Norfolk Manor receives surprise visitors..
Guelph family plays role of Santa for Seniors

Stockings for seniors
Joanne Shuttleworth, Mercury staff
GUELPH—Rachel Strine was packing Christmas hampers for low-income families with other Lakeside Hope House volunteers when she started thinking about all the seniors in the community who don’t have family to spend the day with.
She did a little research and learned there are no programs to bring Christmas to this population. So she and her daughters decided they’d be Santa to seniors this year.
They pared down their own Christmas wish lists and decided to use the money to purchase items to fill 13 stockings.
The girls wrote names on the stockings with fabric paint and wrote personal messages on greeting cards. They filled the stockings with gloves, scarves, socks and a stuffed Santa toy.
Dawn Keating at Norfolk Manor supplied the names of 13 residents who would appreciate the thoughtful gesture and on Tuesday afternoon the Strines delivered the stockings.
“My grandmother passed away suddenly last year,” said Rachel. “So this is a hard Christmas for us. But I know she’d be proud that we’re doing this. She often thought it was so sad that many nursing home residents don’t have family to visit them at Christmas.

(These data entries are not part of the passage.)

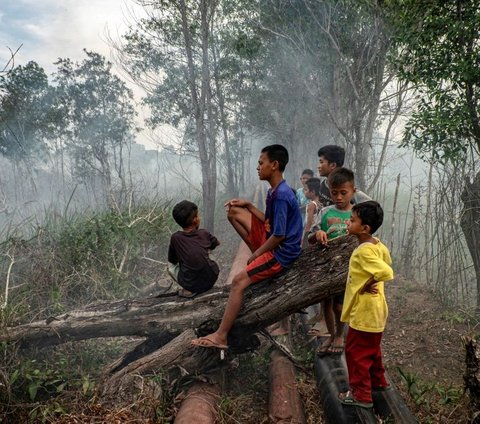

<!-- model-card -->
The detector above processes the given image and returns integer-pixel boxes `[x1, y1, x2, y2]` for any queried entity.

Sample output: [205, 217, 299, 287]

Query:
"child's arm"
[247, 235, 285, 264]
[168, 241, 178, 265]
[208, 233, 220, 249]
[358, 247, 394, 293]
[360, 276, 378, 294]
[303, 202, 316, 242]
[307, 207, 329, 244]
[225, 198, 265, 222]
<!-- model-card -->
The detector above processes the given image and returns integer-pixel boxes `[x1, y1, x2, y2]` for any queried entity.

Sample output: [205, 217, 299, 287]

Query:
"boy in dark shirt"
[168, 200, 220, 298]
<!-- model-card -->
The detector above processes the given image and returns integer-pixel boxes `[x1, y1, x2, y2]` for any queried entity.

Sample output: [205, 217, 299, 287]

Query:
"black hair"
[261, 144, 289, 171]
[302, 169, 314, 177]
[172, 200, 198, 228]
[328, 167, 354, 188]
[305, 177, 321, 197]
[352, 200, 384, 234]
[317, 145, 345, 167]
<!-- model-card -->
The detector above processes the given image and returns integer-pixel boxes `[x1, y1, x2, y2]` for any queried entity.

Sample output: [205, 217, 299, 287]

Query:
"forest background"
[0, 0, 479, 422]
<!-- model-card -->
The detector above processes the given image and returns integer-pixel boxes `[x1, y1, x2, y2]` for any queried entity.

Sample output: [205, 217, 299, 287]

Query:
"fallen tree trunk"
[1, 235, 358, 349]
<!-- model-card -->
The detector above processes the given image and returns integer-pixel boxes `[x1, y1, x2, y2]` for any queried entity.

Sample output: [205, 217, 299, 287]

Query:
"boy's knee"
[231, 271, 251, 291]
[227, 206, 240, 220]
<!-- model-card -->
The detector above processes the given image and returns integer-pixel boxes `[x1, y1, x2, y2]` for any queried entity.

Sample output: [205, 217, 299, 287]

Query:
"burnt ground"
[213, 207, 475, 423]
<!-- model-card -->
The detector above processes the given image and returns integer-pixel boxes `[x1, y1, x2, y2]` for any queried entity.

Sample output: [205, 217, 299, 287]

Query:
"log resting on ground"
[0, 235, 358, 350]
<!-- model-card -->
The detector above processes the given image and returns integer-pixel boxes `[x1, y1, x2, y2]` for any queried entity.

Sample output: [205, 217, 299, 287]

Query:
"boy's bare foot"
[177, 288, 196, 299]
[191, 332, 228, 349]
[327, 336, 344, 354]
[307, 328, 330, 338]
[269, 326, 289, 336]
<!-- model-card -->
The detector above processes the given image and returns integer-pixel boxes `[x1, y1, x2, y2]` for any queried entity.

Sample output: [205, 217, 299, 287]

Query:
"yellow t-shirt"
[341, 239, 394, 333]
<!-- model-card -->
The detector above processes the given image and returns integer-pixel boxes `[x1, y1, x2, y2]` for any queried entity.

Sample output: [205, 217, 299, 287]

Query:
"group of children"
[167, 144, 394, 409]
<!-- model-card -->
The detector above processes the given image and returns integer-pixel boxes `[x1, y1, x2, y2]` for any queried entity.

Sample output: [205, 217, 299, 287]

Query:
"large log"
[1, 235, 358, 349]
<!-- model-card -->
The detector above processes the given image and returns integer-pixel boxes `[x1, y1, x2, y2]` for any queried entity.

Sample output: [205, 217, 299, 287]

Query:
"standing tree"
[238, 0, 398, 190]
[53, 51, 137, 209]
[0, 61, 54, 196]
[387, 1, 480, 310]
[119, 0, 220, 231]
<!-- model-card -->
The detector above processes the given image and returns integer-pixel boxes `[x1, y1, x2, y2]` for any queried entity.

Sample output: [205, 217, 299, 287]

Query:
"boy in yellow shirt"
[338, 200, 394, 409]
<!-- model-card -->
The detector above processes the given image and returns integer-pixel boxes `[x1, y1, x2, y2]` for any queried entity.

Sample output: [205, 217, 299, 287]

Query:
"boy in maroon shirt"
[168, 200, 220, 298]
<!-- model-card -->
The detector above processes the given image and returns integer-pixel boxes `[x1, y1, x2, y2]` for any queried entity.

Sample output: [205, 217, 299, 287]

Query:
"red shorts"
[246, 215, 283, 283]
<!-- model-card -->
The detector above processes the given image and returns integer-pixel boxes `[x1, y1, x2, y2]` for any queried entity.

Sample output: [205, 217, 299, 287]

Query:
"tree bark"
[460, 171, 480, 314]
[0, 235, 358, 349]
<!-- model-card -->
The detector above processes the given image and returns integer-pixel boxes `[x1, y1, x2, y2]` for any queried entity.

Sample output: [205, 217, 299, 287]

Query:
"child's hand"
[224, 198, 249, 211]
[315, 230, 328, 245]
[360, 276, 378, 294]
[247, 252, 258, 265]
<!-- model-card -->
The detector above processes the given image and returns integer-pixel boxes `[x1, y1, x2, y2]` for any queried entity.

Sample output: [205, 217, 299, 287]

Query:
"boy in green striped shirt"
[308, 167, 357, 355]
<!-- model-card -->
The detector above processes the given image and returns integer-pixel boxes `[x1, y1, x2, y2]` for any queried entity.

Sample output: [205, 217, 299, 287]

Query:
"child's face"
[317, 156, 336, 177]
[347, 210, 366, 236]
[300, 174, 311, 187]
[192, 214, 200, 229]
[304, 186, 315, 200]
[330, 182, 355, 210]
[257, 152, 277, 180]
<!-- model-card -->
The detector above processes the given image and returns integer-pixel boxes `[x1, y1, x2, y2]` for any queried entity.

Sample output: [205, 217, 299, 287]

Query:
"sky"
[0, 0, 142, 73]
[0, 0, 172, 150]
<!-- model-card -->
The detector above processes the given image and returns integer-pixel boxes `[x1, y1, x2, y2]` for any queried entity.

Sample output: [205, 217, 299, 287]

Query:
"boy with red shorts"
[192, 144, 303, 349]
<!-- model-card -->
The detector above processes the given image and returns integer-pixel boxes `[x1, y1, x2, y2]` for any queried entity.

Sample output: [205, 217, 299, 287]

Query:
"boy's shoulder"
[355, 239, 389, 254]
[320, 204, 337, 213]
[320, 204, 351, 215]
[272, 180, 296, 200]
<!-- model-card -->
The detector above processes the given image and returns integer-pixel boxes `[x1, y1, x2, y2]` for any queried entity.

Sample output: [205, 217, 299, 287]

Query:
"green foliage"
[387, 0, 480, 162]
[397, 367, 463, 408]
[11, 359, 67, 401]
[0, 203, 171, 320]
[53, 50, 137, 206]
[0, 61, 53, 162]
[29, 401, 66, 423]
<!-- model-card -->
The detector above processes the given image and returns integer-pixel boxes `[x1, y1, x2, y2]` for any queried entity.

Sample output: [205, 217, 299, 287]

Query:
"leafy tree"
[387, 0, 480, 309]
[238, 0, 397, 190]
[117, 0, 262, 228]
[53, 51, 137, 209]
[0, 61, 51, 163]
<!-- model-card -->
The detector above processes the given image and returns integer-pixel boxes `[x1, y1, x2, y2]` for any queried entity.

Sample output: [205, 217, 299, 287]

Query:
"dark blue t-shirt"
[264, 180, 303, 267]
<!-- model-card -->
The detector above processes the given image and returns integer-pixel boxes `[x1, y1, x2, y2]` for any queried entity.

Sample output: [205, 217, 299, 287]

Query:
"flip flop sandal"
[191, 336, 228, 350]
[177, 289, 197, 299]
[338, 391, 373, 408]
[327, 344, 344, 355]
[316, 340, 332, 356]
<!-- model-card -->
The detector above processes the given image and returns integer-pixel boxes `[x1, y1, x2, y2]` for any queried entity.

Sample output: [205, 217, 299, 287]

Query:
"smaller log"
[269, 350, 306, 424]
[464, 336, 480, 422]
[101, 329, 226, 397]
[174, 383, 220, 424]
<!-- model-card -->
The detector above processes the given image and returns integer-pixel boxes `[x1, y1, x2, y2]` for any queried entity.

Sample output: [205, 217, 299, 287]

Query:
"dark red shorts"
[246, 215, 283, 283]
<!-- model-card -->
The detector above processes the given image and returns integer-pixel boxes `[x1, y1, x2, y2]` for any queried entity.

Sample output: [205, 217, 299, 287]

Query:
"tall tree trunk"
[179, 0, 217, 232]
[460, 171, 480, 314]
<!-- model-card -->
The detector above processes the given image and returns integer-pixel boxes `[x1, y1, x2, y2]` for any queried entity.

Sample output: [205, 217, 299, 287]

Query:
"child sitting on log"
[168, 200, 220, 298]
[191, 144, 303, 349]
[338, 200, 394, 409]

The girls have really embraced it.”
“We get a lot of gifts,” said Gabrielle Walkey, 13. “It’s better to give them to people who need things.”

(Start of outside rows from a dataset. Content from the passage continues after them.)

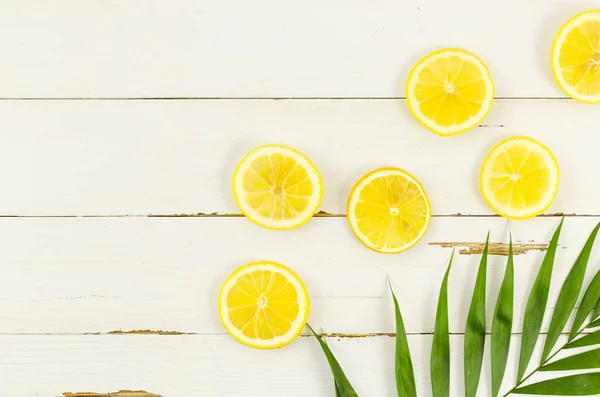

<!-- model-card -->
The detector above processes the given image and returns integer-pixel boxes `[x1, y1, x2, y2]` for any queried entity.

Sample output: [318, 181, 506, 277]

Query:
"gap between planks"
[2, 331, 585, 338]
[0, 212, 580, 256]
[0, 96, 572, 101]
[0, 212, 589, 218]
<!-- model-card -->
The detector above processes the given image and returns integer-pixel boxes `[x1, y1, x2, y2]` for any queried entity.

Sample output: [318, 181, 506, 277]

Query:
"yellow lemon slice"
[219, 261, 310, 349]
[552, 11, 600, 103]
[347, 168, 432, 254]
[406, 48, 494, 136]
[233, 145, 323, 230]
[480, 137, 560, 219]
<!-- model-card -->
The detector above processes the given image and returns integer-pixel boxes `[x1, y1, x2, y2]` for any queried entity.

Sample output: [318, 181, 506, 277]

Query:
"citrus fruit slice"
[552, 11, 600, 103]
[219, 261, 310, 349]
[232, 145, 323, 230]
[347, 168, 432, 254]
[406, 48, 494, 136]
[480, 137, 560, 219]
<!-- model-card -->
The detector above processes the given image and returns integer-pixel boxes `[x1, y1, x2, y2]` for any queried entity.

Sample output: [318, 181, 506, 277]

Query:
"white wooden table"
[1, 1, 599, 396]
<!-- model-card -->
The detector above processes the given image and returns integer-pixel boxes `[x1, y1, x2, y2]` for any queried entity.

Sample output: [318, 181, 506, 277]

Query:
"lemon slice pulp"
[347, 168, 432, 254]
[407, 48, 494, 136]
[480, 137, 560, 219]
[219, 261, 309, 349]
[233, 145, 323, 230]
[552, 10, 600, 103]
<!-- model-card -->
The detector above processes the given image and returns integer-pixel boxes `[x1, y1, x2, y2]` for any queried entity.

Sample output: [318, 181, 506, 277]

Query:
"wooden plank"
[0, 99, 597, 215]
[0, 333, 572, 397]
[1, 216, 598, 334]
[0, 1, 582, 98]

“It’s nice to make them happy,” agreed Lillianna Strine, 10. “Christmas is about being happy.”
Doug Barrow, a Norfolk Manor resident, joked with the family during a photo.
“There’s only one stocking here,” he teased. “How am I supposed to wear this?”
The family was heading to their grandmother’s grave after their stop at Norfolk Manor.
“We’ll have to tell her all about it,” Rachel said.